L’accord de paix, signé le 26 septembre, « est un bon exemple dans le monde en ce moment que deux camps, ennemis pendant 50 ans, peuvent cohabiter en paix et développer un avenir meilleur », a ajouté le pape.

François s’exprimait durant une réunion avec des représentants du Congrès juif mondial dans sa résidence de Santa Marta lundi, jour de la signature de l’accord par le président Juan Manuel Santos et Timoleon Jimenez, chef des Forces armées révolutionnaires de Colombie (Farc, marxistes).

Le chef de l’Église catholique a rappelé que les électeurs colombiens sont appelés dimanche à se prononcer par référendum sur cet accord, qui prévoit, entre autres, le désarmement des Farc et leur reconversion en mouvement politique légal.

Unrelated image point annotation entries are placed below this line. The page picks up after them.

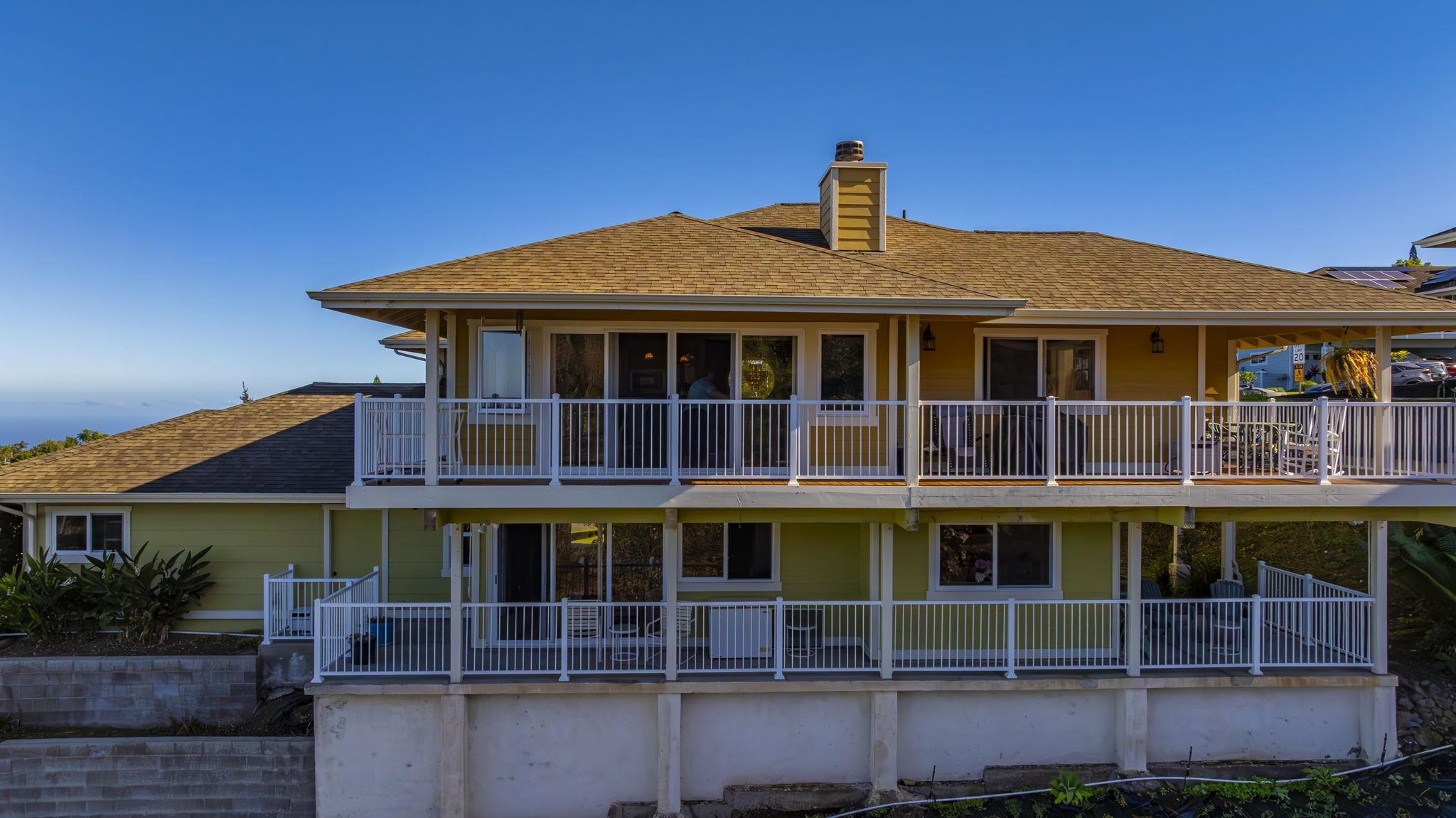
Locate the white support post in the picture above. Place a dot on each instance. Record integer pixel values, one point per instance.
(1256, 635)
(1186, 438)
(778, 638)
(267, 613)
(1383, 370)
(358, 438)
(796, 440)
(1229, 551)
(672, 568)
(555, 438)
(1135, 598)
(1322, 427)
(675, 440)
(1378, 571)
(432, 419)
(914, 401)
(1050, 444)
(456, 628)
(328, 542)
(669, 754)
(383, 555)
(1011, 638)
(887, 600)
(565, 644)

« Je promets qu’une fois que cet accord sera scellé par le référendum et par la reconnaissance internationale, j’irai en Colombie », a affirmé le pape, en ajoutant: « Merci beaucoup à Santos », toujours selon cette vidéo.

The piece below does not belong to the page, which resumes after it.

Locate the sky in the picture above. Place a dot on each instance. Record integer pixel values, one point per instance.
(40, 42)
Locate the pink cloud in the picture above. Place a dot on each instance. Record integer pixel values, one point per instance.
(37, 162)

Le chef de l’État colombien a annoncé jeudi, sans donner de dates exactes, que le souverain pontife effectuerait une visite de quatre jours en Colombie au cours du premier trimestre 2017.

M. Santos a plusieurs fois déclaré qu’il préférait une « paix imparfaite à une guerre parfaite » et qu’il n’avait pas de plan B en cas de rejet par les électeurs de cet accord, négocié pendant près de quatre ans à La Havane.

Le principal partisan du « Non » au référendum est l’ex-président de droite Alvaro Uribe (2002-2010), qui estime que le texte accorde l’impunité aux responsables de crimes atroces, livre le pays aux Farc et ouvre la voie à un régime « castrochaviste ».

Le complexe conflit armé colombien a impliqué au fil des décennies plusieurs guérillas d’extrême gauche, des milices paramilitaires d’extrême droite et les forces armées, faisant plus de 260.000 morts, 45.000 disparus et 6,9 millions de déplacés.